The biggest increase will benefit Greater Manchester Police, which has been in special measures since a damning report by inspectors at the end of 2020 – but Burnham said he has full confidence in the force’s new chief constable.

The general precept will be used to sustain schemes launched by the mayor including the Our Pass scheme which is set to be extended for another year.

This part of the precept, which would go up by £7 for Band D homes, will also allow A Bed Every Night to continue housing around 600 homeless people a night.

However, the metro mayor said the main reason for the increase is the ‘huge undertaking’ of bringing buses in the city-region back under public control.

He said: “This is a massive change. We are the first city-region in the country to use the powers set out in the legislation to do this.

“We already know there are bumps along the road because we are still subject to legal challenge from bus operators. So this is a challenging process.”

The mayor raised concerns about government funding for buses being scaled back, but said his office knew it might need to raise council tax regardless.

The fire element of the precept, which accounts for £5 of the increase for Band D properties, would go towards a proposed pay rise for firefighters.

Burnham said the proposed pay rise, which is now subject to a ballot by the Fire Brigades Union, recognises the need to respond to terrorist incidents.

It comes after the fire service in Greater Manchester was criticised by inspectors for lacking capability to deal with a marauding terror attack.

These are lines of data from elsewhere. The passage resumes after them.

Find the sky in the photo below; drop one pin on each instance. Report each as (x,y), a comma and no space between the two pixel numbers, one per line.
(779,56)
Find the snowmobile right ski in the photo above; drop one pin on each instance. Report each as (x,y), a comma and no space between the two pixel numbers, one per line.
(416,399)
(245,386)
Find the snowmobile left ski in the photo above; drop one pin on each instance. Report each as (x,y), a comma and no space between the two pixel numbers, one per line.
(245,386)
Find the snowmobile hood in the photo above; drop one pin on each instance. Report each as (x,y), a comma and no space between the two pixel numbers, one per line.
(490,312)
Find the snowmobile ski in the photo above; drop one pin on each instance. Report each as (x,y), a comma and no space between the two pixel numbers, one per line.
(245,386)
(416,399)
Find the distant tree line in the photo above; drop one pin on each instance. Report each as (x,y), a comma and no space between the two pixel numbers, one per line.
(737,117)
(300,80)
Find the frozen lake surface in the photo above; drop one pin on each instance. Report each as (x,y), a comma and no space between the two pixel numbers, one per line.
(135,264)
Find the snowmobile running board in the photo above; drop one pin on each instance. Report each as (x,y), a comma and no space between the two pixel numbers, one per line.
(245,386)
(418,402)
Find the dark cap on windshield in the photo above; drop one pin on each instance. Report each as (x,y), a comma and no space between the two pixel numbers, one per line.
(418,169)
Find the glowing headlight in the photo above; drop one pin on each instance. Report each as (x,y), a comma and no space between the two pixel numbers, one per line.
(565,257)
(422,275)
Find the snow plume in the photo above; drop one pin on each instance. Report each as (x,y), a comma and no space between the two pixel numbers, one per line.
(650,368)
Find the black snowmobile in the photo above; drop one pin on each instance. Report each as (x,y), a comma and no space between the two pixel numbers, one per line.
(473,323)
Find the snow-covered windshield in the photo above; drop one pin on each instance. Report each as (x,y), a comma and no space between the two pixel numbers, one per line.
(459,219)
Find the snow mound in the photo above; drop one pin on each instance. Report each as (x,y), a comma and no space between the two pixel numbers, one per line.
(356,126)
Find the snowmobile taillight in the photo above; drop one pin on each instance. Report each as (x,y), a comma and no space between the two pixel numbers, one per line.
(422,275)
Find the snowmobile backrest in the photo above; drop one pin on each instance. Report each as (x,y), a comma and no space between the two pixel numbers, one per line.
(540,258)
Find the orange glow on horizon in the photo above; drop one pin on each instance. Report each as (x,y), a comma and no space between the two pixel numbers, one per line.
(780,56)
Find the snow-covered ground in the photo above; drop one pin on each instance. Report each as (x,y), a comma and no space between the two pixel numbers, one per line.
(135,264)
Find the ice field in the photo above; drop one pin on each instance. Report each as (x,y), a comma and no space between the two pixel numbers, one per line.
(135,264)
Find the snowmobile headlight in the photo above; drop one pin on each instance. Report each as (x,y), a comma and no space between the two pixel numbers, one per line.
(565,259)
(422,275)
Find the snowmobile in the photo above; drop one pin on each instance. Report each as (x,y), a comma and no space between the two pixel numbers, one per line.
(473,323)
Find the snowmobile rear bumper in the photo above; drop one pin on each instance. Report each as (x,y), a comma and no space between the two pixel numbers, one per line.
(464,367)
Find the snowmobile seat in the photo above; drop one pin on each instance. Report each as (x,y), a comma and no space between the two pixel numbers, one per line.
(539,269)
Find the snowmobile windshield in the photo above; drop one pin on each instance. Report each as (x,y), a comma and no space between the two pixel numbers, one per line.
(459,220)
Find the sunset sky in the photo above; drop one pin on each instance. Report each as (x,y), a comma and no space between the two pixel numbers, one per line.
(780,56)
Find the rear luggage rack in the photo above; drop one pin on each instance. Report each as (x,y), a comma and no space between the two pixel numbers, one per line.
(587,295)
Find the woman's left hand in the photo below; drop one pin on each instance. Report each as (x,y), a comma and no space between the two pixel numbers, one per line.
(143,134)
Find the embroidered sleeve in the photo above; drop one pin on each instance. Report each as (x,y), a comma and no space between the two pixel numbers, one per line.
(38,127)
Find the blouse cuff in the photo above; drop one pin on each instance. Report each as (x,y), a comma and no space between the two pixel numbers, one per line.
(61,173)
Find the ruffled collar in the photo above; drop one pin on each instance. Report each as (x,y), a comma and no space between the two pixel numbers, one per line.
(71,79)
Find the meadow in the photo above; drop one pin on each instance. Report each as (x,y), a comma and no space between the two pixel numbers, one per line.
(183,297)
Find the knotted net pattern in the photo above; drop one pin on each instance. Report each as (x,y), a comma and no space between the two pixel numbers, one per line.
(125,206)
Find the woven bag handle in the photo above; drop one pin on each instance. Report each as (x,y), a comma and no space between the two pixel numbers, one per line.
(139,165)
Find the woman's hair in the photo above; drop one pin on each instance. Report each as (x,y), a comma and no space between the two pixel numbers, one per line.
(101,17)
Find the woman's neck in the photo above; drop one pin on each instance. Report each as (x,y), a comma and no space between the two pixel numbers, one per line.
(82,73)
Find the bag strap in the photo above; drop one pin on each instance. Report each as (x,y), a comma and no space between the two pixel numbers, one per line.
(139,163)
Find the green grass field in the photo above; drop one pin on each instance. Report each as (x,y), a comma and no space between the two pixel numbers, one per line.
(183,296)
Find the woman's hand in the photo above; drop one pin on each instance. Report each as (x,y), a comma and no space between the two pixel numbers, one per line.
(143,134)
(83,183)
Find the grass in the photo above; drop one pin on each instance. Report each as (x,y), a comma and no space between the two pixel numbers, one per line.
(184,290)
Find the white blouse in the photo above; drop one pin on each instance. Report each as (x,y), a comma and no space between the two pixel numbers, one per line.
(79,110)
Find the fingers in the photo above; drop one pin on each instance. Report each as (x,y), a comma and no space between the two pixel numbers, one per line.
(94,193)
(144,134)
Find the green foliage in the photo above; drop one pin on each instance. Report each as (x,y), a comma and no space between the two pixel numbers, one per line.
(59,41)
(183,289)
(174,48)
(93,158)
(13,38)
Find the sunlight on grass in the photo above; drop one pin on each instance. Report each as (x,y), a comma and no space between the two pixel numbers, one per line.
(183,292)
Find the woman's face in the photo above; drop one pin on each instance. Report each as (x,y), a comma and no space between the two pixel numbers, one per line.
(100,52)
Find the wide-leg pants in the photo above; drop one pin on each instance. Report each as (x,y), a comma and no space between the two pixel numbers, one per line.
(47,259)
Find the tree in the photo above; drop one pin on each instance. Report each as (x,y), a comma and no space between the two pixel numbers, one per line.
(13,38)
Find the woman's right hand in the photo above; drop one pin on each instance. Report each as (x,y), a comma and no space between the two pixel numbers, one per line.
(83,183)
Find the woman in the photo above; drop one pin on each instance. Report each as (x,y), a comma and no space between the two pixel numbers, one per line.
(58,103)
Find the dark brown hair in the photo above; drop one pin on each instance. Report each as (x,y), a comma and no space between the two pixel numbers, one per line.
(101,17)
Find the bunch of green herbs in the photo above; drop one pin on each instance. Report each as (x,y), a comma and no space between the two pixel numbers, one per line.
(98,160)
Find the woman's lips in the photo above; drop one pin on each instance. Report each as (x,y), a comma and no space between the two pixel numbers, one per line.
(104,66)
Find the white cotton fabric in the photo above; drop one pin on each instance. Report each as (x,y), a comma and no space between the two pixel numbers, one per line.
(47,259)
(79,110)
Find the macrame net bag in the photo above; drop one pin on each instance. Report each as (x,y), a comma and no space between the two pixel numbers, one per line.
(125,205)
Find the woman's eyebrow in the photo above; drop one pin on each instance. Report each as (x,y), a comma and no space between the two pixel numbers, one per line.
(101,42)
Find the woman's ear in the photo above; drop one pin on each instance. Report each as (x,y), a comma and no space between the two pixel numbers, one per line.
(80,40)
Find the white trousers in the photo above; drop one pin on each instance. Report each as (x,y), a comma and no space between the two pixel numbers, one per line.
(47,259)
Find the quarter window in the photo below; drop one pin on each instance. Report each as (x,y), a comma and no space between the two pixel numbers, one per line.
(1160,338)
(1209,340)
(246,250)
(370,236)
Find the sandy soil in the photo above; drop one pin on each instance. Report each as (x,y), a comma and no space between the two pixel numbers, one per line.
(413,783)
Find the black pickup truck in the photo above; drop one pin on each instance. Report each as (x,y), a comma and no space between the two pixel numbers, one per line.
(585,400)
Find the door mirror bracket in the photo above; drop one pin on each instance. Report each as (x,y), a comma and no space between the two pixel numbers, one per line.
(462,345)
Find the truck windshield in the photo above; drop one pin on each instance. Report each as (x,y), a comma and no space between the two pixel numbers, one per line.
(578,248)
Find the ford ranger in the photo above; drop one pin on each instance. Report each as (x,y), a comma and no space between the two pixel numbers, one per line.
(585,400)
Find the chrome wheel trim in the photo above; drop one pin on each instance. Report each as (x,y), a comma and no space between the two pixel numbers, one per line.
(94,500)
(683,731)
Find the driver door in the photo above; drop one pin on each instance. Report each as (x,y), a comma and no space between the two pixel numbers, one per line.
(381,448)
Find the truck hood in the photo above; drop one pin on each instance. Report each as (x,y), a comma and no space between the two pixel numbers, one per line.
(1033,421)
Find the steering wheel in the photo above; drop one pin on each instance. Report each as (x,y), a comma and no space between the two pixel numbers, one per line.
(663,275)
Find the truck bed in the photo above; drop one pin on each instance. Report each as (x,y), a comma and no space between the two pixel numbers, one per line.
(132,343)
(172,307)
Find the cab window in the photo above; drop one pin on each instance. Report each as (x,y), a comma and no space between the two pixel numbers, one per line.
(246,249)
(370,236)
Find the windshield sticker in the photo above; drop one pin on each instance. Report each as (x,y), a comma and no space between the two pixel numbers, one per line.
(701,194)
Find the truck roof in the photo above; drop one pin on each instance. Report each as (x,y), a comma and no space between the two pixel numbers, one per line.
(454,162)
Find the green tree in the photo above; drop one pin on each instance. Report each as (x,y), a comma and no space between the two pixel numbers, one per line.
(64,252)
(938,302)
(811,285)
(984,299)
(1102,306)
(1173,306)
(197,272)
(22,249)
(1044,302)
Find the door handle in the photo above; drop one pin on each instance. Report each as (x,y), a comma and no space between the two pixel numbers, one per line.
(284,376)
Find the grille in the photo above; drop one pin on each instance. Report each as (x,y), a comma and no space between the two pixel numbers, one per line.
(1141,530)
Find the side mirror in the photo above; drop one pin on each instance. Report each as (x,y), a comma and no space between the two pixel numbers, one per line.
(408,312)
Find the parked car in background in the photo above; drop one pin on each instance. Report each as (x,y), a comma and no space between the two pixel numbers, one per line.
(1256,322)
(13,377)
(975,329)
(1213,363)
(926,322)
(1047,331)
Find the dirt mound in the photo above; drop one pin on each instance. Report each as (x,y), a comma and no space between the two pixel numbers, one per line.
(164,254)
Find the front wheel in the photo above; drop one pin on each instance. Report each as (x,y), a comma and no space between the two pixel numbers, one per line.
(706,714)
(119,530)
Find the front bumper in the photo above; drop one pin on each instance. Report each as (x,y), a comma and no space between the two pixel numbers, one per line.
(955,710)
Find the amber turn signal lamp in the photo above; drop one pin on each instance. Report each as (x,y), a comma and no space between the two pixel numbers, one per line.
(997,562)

The watchdog warned not to increase firefighter’s pay for this reason.

But Burnham said it is ‘absolutely right and proper’ to increase pay for staff who will be asked to undertake additional training to respond to terrorism.

He said: “This has been a long-standing issue that the city-region has been seeking to resolve.

“A very good proposal has emerged for a pay increase to reflect the responsibility of providing a response in those circumstances that we never wish to see, but we have to prepare for.”

The mayor said this is the main pressure in the fire service budget, but he said that another long-standing issue which has been settled will raise costs too.

Greater Manchester Combined Authority, which had previously proposed cutting the number of fire pumps as part of the Programme for Change savings strategy, has now said it will keep 50 fire engines in the city-region.

There will also be five firefighters per pump at single pump stations and four per pump at double pump stations, the mayor confirmed to council leaders.

He said: “That’s more than we said we thought we could do when we were first embarking on Programme For Change, but, it’s the right decision and I believe it’s important now to sustain it at that level to give confidence to the frontline.”

The police precept is expected to increase by £10 for Band D properties – nearly five per cent for all households – with a renewed promise of improving response times to 999 and 101 calls which has inspectors say has already improved.

Together with the central government policing grant, the extra funding from the precept would also fund 438 additional police officers of which 60 would be dedicated to road safety freeing up officers to focus on public transport.

Burnham did not increase the police precept last year after GMP was placed in special measures, saying ‘rewarding failure’ would send the wrong message.

But since then, the force has been warned again that it is failing vulnerable victims following another visit by Her Majesty’s Inspectorate in September.

However, the Labour mayor says the force, which is still in special measures, is now in a different position under new leadership which deserves his backing.

The mayoral precepts must be approved before coming into effect in April.